Figments of Consciousness is a multimedia installation that I showed as part of my graduation from the Kunstakademie Düsseldorf. In the video, which is part of the installation, the camera wanders through a deserted park and now and then encounters animals that are eating the garbage left behind by humans. These dystopian images are juxtaposed with the bots’ conversation, which can alternately be heard from the speakers or read on the screen. Especially in terms of language, this overlap of both media was important to me, since many people now also increasingly speak and write with voice assistants and chatbots. Therefore, with Figments of Consciousness, it was important to me to also address the loneliness of humans as users and the role of chatbots as reliable conversation partners. With Computers can be temperamental sometimes, I wanted to do without images altogether. The work is an audio installation in which the chatbots can be heard from two opposing speakers. My idea is that the listeners can become part of an ‘artificial’ conversation, a social production.
For many ZERO artists, it has been central to engage the recipient in their work. A strong spatial and physical reference is made, for example, in the light environments of Otto Piene. Other works – I’m thinking of kinetic sculptures by Oskar Holweck, for example – challenge active participation in the artwork, often playfully.
What is the relationship of your work to the viewer? Do you consider how others become part of your work, whether they can enter into a dialogue with the chatbots, for example?
That would be great. For the last two works, though, it was important to me that people get involved just by listening. Because ultimately it’s also about understanding that human language that is imitated by machines, i.e. the chatbots, is verbalized again by speakers. I think this process can make the audience smile and reflect on one or the other absurdity of our ways of communication. A next work could perhaps be more participatory, but until then I have to learn how to code properly.

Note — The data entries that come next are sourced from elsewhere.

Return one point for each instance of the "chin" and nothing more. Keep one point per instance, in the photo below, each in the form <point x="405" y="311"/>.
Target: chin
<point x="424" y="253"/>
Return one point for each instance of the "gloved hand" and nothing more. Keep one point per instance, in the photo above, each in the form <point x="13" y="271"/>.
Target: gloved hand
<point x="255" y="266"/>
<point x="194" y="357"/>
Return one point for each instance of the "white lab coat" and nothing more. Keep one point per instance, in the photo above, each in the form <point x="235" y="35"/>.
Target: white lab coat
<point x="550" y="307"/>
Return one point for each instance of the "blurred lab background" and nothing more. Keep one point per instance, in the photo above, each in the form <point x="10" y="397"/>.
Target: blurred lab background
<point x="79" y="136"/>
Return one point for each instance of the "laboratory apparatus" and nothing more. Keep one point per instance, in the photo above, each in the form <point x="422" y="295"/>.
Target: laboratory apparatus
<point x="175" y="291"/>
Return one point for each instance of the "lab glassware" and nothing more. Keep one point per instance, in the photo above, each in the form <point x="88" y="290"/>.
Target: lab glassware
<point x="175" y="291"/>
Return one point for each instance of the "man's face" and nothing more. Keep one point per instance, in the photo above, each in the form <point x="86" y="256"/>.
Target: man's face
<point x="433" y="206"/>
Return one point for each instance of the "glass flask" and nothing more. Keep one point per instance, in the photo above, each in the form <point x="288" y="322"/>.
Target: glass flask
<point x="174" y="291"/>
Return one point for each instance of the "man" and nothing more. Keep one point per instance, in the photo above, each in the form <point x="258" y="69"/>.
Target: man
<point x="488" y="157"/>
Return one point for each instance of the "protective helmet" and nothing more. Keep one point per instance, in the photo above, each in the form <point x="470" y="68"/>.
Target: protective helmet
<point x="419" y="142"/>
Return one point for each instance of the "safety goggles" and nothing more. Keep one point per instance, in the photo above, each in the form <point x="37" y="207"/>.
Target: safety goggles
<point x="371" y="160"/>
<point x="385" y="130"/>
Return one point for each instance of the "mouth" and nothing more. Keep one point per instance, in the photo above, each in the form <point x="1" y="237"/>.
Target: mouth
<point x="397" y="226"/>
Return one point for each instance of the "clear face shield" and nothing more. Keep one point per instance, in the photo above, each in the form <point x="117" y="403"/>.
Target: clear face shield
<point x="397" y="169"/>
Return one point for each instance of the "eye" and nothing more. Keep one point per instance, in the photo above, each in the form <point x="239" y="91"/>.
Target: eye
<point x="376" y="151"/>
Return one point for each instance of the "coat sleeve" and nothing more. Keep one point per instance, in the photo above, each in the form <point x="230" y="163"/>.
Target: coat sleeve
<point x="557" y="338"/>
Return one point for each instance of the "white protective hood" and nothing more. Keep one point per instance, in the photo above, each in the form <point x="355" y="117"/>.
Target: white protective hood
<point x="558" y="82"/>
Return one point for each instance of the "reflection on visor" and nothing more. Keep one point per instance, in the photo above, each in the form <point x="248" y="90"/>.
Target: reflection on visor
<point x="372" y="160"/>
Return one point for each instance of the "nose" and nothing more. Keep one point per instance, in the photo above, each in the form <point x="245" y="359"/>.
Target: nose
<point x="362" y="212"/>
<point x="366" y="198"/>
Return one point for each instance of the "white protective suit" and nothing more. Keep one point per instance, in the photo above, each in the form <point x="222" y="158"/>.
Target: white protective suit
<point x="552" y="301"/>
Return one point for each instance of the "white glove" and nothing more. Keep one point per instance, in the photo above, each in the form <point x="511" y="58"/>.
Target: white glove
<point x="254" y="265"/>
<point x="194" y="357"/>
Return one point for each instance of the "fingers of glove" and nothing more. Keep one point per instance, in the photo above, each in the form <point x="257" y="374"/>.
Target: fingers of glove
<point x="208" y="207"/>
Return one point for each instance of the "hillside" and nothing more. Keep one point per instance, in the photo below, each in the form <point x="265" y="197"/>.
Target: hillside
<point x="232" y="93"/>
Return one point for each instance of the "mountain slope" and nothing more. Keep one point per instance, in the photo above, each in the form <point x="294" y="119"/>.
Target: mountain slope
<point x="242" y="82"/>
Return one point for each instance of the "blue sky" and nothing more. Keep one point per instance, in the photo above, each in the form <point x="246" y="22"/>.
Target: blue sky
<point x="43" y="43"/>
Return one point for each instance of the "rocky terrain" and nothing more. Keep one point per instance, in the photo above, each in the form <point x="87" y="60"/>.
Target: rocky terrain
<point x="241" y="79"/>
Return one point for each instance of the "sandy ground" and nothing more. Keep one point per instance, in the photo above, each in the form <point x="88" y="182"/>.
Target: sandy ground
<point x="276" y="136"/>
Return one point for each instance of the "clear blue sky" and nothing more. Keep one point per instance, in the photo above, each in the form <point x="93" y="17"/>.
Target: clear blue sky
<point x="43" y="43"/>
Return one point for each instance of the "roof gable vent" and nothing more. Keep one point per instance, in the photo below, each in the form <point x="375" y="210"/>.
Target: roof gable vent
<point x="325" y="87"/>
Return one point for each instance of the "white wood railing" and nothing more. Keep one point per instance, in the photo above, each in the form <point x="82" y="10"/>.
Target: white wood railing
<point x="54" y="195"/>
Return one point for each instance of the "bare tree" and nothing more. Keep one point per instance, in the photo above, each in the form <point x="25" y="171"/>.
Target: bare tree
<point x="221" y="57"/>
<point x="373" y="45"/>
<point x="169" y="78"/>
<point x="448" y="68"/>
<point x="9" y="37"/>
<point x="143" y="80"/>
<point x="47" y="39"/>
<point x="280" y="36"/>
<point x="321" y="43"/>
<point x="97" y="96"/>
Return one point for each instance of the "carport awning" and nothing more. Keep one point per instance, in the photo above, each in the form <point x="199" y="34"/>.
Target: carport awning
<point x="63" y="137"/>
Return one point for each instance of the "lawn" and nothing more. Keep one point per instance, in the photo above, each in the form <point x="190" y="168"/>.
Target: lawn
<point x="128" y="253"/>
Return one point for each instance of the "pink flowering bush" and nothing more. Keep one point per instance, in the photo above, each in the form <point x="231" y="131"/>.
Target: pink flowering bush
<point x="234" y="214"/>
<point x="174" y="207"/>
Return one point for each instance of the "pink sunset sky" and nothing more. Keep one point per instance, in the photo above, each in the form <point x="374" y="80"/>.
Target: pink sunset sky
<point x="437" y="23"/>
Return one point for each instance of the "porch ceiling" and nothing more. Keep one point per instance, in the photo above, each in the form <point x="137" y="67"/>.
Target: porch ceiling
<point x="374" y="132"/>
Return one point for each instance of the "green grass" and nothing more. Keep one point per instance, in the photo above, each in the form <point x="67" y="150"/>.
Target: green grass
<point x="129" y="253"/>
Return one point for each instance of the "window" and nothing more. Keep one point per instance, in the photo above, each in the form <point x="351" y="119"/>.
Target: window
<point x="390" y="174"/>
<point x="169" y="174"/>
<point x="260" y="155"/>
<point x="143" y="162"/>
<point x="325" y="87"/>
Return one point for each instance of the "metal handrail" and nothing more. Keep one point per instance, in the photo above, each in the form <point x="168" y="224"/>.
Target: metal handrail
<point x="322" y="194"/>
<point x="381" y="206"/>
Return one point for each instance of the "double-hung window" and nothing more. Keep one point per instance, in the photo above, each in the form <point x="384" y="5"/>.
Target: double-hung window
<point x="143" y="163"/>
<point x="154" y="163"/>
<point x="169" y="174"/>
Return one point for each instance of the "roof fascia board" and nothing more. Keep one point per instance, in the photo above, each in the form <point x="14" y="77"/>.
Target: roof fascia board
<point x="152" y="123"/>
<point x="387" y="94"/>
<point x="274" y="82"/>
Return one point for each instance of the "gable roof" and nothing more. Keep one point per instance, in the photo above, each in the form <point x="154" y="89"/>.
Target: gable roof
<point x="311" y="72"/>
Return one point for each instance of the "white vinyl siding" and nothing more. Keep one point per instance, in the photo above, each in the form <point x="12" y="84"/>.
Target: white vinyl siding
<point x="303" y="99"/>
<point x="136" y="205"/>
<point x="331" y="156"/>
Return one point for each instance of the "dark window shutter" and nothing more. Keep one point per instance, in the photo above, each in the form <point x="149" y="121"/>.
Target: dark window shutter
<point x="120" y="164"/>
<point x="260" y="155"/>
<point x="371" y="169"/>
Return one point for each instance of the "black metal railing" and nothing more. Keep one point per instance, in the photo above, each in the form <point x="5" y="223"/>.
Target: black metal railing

You already mention it: Knowing how to code is helpful when one works with complex software and new technical processes – but certainly is not easy. I imagine that the connection between art and technology can also be tied to other obstacles – e.g. because corporations don’t make the software of AI transparent and accessible or because programs that interest you are very expensive?
For my projects so far, I’ve mainly used free applications. Both chatbots I used can communicate via messenger apps – so the companies probably earn money mostly from the personal data I provide when creating profiles. The fact that I let the two chatbots talk to each other for my experiments is also due to the consideration of how I can avoid personal information being used by third parties. Until now, the most expensive equipment for me has been the devices, such as screens and speakers, to display my finished works – the interfaces between the digital and the real world, so to speak.
Do you think that AI will one day act so creatively that artists will become obsolete or that “human-made” art will at least be less interesting?
I can certainly imagine that in the future an AI could make films that we humans like. Our inseparable collaboration with AI is already a reality – among many other fields, AI plays a significant role in art. In my opinion, a strict separation between “human-made” and “machine-made” is becoming increasingly difficult. I also find this dualism a bit too simplistic. Our dependence on technology is steadily increasing, and perhaps our expectations of art will change with it. Whether human, cyborg and maybe AI, I think there will always be artists.